I know this is an old post but I’m an australian white girl with latino background (spanish/italian) and I love your blog ! I used to like reading fitness mags when I was a bit younger (I’m 24 now), but I always feel like the magazines are talking to or about a person that doesn’t exist..just as an example this is in the editor’s letter of a mag I picked up the other day “OMG. No! It’s bikini season in a nanosecond and I’m so not ready…”. The mag’s address how to lose weight or be fit but their language don’t make me feel any more empowered…and make me feel like if I’m not stressed about being thin then I should be! I love your blog because its all about challenging norms/stereotypes/preconceptions and particularly ones that stop us from appreciating ourselves for who we are. and you create discussion! It really doesn’t matter to me that sometimes I don’t connect on the surface problems.. its the deeper issues that those surface issues come from that we all share!
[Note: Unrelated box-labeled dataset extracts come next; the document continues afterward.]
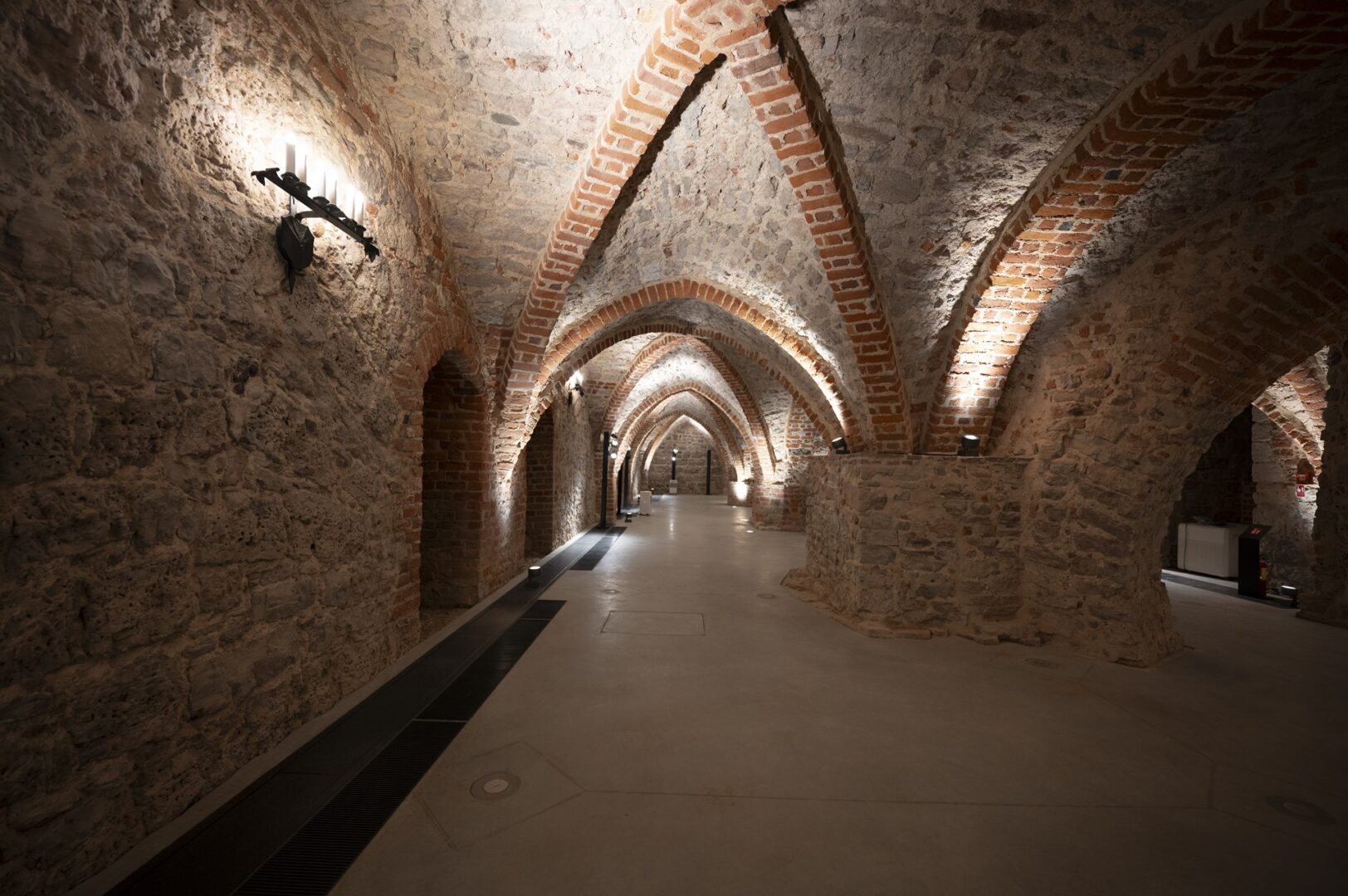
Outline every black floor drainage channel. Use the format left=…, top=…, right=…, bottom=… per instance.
left=572, top=527, right=627, bottom=572
left=110, top=529, right=608, bottom=896
left=235, top=601, right=566, bottom=896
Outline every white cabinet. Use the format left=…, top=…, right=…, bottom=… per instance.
left=1178, top=523, right=1246, bottom=578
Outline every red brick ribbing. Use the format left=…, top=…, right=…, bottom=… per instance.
left=501, top=0, right=780, bottom=455
left=730, top=19, right=912, bottom=453
left=536, top=279, right=864, bottom=450
left=925, top=0, right=1348, bottom=453
left=601, top=334, right=776, bottom=470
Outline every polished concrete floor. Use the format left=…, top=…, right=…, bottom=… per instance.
left=335, top=496, right=1348, bottom=896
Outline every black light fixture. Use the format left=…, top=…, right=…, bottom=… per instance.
left=252, top=168, right=379, bottom=292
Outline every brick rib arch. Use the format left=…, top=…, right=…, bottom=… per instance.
left=925, top=0, right=1348, bottom=453
left=1007, top=225, right=1348, bottom=665
left=534, top=324, right=842, bottom=439
left=1282, top=361, right=1329, bottom=442
left=1253, top=376, right=1322, bottom=475
left=633, top=411, right=740, bottom=482
left=615, top=380, right=763, bottom=482
left=601, top=335, right=776, bottom=470
left=501, top=0, right=782, bottom=445
left=730, top=16, right=912, bottom=453
left=535, top=279, right=864, bottom=450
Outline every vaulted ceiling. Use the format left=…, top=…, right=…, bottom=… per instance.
left=326, top=0, right=1343, bottom=450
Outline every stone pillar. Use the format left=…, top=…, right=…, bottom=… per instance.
left=1301, top=343, right=1348, bottom=626
left=787, top=454, right=1035, bottom=643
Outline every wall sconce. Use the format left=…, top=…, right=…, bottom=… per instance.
left=252, top=142, right=379, bottom=292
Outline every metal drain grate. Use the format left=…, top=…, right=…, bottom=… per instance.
left=235, top=601, right=566, bottom=896
left=572, top=528, right=627, bottom=572
left=520, top=601, right=566, bottom=620
left=235, top=719, right=464, bottom=896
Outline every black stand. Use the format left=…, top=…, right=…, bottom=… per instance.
left=1236, top=523, right=1272, bottom=597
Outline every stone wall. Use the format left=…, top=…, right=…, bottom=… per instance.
left=525, top=408, right=557, bottom=558
left=1249, top=408, right=1318, bottom=589
left=421, top=357, right=491, bottom=609
left=551, top=395, right=598, bottom=547
left=789, top=454, right=1030, bottom=641
left=1301, top=343, right=1348, bottom=626
left=0, top=0, right=480, bottom=894
left=754, top=403, right=829, bottom=531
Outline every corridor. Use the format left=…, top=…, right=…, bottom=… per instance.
left=335, top=496, right=1348, bottom=896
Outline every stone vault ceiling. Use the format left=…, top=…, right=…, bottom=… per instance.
left=328, top=0, right=1305, bottom=420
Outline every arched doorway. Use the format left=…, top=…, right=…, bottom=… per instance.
left=421, top=353, right=490, bottom=611
left=525, top=408, right=557, bottom=557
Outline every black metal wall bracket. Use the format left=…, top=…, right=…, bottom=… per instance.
left=252, top=168, right=379, bottom=292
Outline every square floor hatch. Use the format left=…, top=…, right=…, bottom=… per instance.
left=600, top=611, right=706, bottom=635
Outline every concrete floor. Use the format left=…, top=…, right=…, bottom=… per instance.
left=335, top=496, right=1348, bottom=896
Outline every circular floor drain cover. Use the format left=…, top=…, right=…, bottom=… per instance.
left=1264, top=796, right=1335, bottom=825
left=468, top=772, right=519, bottom=799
Sheri Sellars November 25, 2014 - 2:32 PM

Hi Erika! I was reading your holiday eating tips and the title of this one caught my eye, so I read through it too. I just wanted to tell you that every time I have read your blog I find it pertinent. There’s a lot of truth in here.

I wanted to also send you sincere thanks. A very good friend of mine has made some serious changes to her health and fitness (not to mention her self esteem and sense of inner strength) in part from reading and relating to what you have to say, including the cultural issues. She is a shining light and finally can see that about herself. It makes me appreciate you that much more.

Erika Nicole Kendall November 26, 2014 - 11:14 AM

<3

Mariah September 8, 2016 - 2:59 PM

Erika,

Simply communicating in a way that can reach a wide audience is so important, for years only a fraction of the world’s population had a voice in mainstream media. Your blog is a nexus of strength for the struggles that still exist: women fighting to shape their worlds and define themselves, African Americans fighting for a stake in their futures and a real view of their past and present. Also important, your blog functions as a place for those outside the communities listed above to go and hear a first hand account of the thoughts of those within. There are so many stories that have been supressed because their sheer brutality was unflattering to those who perpetrated it. How can change come when reality is denied, when those who were complicit in the race-based and gender-based violence aren’t confronted with another’s experience? Through voices like yours. Thank you thank you thank you for your voice, your courage, your strength. I could keep going but pullllllling it back. Lol. You’re the best.